Iran has gradually stepped away from commitments under the landmark agreement under which it promised to limit its uranium stockpiles and enrichment levels in exchange for relief from economic sanctions.

It has done so in response to President Donald Trump withdrew the United States from the deal last year, calling it "horrible" and "one-sided."

Regional tensions have escalated since attacks earlier this year on oil tankers near the Strait of Hormuz, the crucial sea lane out of the Persian Gulf, and a strike on Saudi Arabian oil facilities, both of which the United States has blamed on Iran.
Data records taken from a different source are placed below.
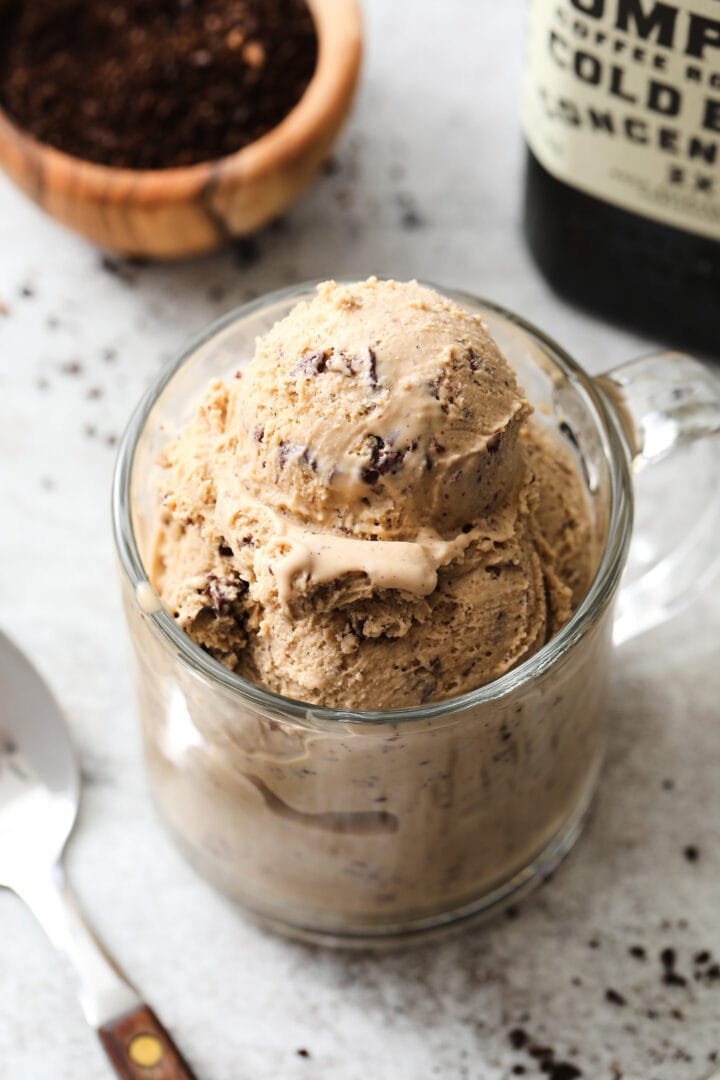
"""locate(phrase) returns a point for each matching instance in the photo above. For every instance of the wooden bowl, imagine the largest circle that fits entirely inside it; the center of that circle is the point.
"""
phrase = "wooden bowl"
(171, 213)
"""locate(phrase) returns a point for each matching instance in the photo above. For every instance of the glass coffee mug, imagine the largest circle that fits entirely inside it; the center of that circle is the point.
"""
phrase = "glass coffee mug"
(371, 827)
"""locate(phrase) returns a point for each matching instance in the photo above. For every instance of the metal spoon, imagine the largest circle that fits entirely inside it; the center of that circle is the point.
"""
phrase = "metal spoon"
(39, 796)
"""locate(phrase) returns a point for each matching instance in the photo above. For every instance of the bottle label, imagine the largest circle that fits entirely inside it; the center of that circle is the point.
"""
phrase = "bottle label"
(622, 100)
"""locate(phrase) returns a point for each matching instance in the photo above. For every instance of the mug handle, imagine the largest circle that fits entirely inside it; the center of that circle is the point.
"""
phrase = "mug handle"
(668, 407)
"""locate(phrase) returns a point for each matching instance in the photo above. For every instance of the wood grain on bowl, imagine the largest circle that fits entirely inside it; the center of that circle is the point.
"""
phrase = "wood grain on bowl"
(174, 213)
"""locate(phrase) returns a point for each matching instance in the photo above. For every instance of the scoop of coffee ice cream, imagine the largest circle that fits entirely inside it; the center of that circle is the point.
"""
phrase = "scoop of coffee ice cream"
(368, 517)
(380, 408)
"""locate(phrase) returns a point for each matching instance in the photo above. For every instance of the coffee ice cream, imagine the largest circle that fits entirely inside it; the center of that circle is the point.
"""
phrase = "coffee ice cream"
(369, 516)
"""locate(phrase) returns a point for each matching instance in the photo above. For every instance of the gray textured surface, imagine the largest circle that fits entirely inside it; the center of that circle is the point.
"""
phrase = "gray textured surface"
(428, 184)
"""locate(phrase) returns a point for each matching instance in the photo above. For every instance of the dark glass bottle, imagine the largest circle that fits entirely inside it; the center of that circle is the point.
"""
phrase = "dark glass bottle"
(622, 205)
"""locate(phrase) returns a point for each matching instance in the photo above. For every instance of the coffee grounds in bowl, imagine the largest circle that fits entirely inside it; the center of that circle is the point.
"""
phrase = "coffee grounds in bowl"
(153, 83)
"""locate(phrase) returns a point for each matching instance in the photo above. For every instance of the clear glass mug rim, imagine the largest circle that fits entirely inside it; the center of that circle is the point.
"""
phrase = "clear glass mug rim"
(584, 618)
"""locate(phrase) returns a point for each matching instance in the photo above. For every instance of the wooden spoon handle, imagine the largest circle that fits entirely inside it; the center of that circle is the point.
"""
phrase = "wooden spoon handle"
(140, 1048)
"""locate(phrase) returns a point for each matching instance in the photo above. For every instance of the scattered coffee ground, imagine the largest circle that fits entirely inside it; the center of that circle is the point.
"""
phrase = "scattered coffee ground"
(670, 976)
(153, 83)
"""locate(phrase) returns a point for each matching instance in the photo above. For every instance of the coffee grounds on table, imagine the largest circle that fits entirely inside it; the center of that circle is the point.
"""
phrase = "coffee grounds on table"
(153, 83)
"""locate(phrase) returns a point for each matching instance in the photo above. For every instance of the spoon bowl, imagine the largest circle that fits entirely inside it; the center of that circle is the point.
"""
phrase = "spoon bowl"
(39, 797)
(39, 769)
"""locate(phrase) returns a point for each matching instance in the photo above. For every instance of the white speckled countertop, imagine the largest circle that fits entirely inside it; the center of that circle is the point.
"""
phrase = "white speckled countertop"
(426, 183)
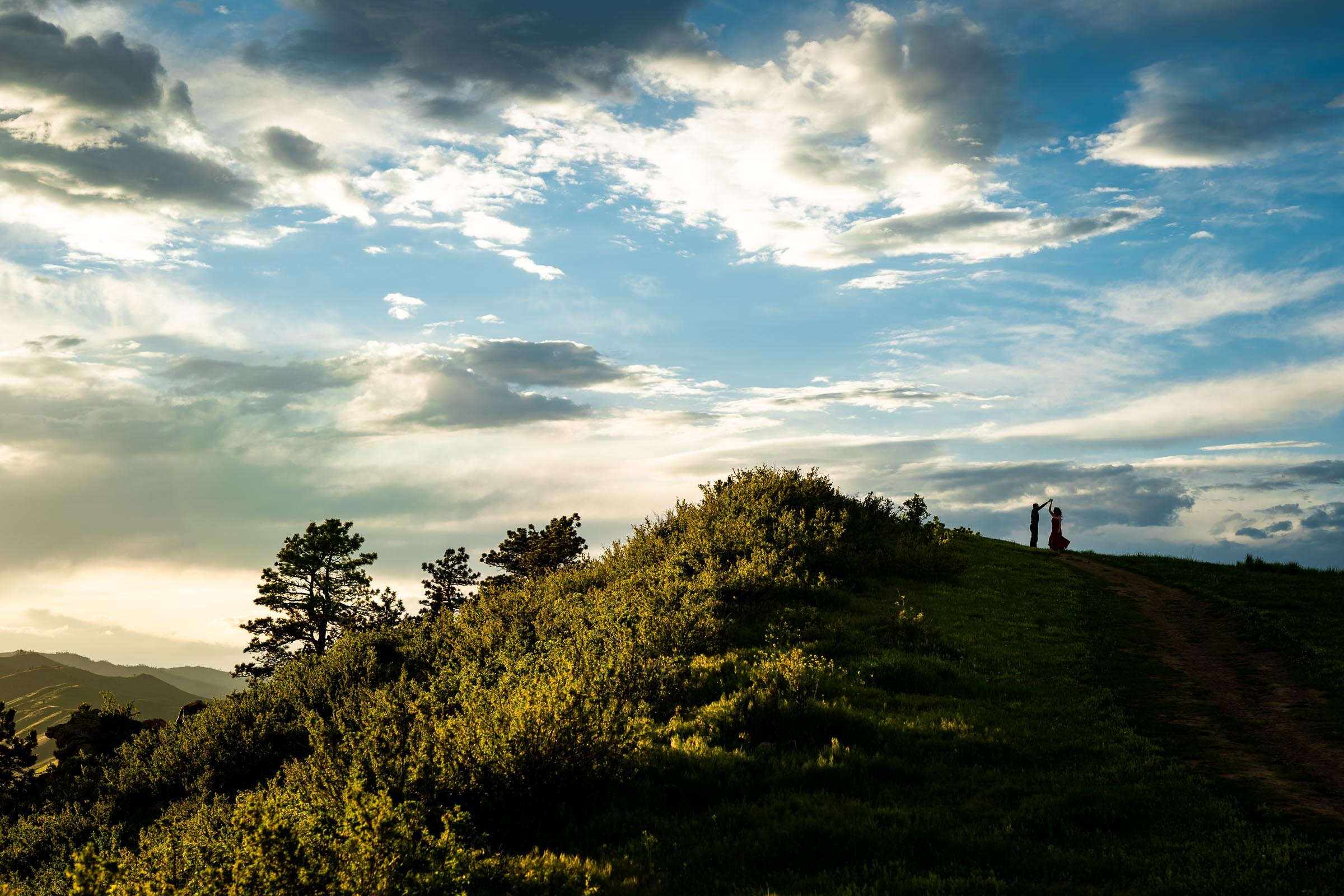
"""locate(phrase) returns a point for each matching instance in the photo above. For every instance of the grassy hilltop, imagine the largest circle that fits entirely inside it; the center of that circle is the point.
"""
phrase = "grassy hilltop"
(777, 689)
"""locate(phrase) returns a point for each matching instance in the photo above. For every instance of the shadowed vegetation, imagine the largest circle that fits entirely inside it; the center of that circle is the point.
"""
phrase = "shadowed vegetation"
(776, 689)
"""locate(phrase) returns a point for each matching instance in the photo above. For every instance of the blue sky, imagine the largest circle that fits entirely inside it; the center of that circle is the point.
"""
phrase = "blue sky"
(451, 268)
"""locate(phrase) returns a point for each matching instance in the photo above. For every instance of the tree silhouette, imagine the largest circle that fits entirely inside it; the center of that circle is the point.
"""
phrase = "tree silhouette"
(447, 580)
(316, 591)
(528, 553)
(17, 755)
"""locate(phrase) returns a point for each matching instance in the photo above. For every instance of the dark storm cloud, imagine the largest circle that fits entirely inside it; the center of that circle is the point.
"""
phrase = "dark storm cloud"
(1089, 494)
(1197, 119)
(455, 398)
(209, 375)
(1315, 473)
(1327, 516)
(471, 48)
(104, 73)
(293, 150)
(132, 166)
(552, 363)
(1318, 472)
(951, 70)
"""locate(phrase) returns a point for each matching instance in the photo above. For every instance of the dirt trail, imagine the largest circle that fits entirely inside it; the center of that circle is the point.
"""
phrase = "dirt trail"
(1237, 702)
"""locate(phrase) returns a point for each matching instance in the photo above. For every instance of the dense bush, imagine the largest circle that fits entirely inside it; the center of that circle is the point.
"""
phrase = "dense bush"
(367, 770)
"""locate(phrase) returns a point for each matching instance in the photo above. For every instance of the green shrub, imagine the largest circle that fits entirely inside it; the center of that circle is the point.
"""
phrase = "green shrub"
(362, 770)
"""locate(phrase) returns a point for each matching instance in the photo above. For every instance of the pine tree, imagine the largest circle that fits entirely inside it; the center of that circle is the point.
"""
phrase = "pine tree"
(447, 580)
(17, 755)
(316, 591)
(528, 553)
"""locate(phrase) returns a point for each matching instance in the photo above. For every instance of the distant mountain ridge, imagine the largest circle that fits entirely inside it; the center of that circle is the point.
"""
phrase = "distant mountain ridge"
(203, 680)
(44, 689)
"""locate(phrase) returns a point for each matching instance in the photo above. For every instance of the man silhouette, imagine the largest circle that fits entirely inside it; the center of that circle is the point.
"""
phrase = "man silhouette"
(1035, 520)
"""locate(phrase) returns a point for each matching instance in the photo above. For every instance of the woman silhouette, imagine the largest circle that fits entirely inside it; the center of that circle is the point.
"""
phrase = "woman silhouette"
(1057, 539)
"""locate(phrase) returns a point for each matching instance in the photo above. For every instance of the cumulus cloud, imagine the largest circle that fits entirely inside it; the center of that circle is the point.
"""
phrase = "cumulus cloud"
(105, 73)
(552, 363)
(1257, 446)
(293, 150)
(402, 307)
(1194, 120)
(96, 151)
(461, 57)
(877, 394)
(872, 144)
(890, 278)
(220, 376)
(127, 167)
(1318, 472)
(109, 308)
(1103, 494)
(408, 388)
(1326, 516)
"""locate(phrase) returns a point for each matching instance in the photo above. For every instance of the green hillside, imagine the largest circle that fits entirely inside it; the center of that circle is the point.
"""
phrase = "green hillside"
(44, 692)
(202, 680)
(777, 689)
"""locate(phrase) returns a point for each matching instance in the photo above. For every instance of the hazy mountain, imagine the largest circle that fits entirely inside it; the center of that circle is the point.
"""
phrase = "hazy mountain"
(203, 680)
(44, 692)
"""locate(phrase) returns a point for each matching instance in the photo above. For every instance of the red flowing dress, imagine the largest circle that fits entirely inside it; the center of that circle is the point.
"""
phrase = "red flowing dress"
(1057, 539)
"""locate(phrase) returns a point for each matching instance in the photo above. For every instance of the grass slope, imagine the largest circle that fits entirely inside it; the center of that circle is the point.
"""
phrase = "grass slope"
(721, 706)
(988, 758)
(202, 680)
(1294, 610)
(44, 695)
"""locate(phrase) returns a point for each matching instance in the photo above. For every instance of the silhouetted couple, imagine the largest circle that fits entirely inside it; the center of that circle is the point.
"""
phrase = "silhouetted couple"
(1057, 520)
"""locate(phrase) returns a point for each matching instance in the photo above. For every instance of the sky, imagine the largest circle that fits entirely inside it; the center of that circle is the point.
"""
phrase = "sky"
(445, 269)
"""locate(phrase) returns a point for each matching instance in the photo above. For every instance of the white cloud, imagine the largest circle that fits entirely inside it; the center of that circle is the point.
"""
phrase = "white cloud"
(872, 144)
(881, 394)
(256, 238)
(109, 308)
(1197, 292)
(402, 307)
(1240, 403)
(1257, 446)
(523, 261)
(890, 278)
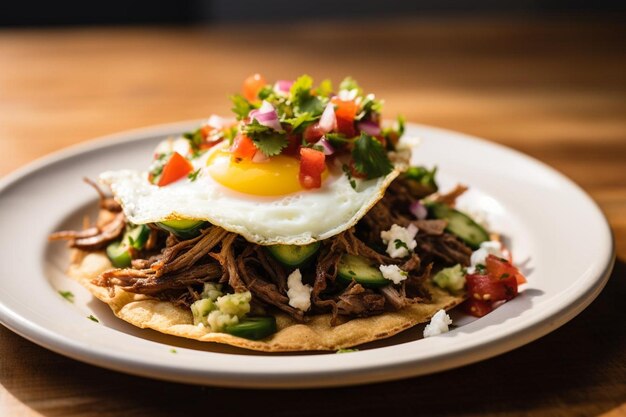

In a separate meeting with Japanese Foreign Minister Toshimitsu Motegi, Araghchi said the current situation in the Middle East and around the Persian Gulf is "more serious than ever before."

"Tensions continue to run high. That is why discussions and cooperation between Japan and Iran are becoming more and more important," he said.

Araghchi hailed Abe's trip in June as a "turning point" in bilateral relations.

The United States, meanwhile, has called for a coalition to patrol waters near the strait and protect commercial shipping, dubbed Operation Sentinel.

Japan has opted not to participate in the coalition, instead planning to send a Maritime Self-Defense Force ship and a patrol plane to the region for "research" purposes.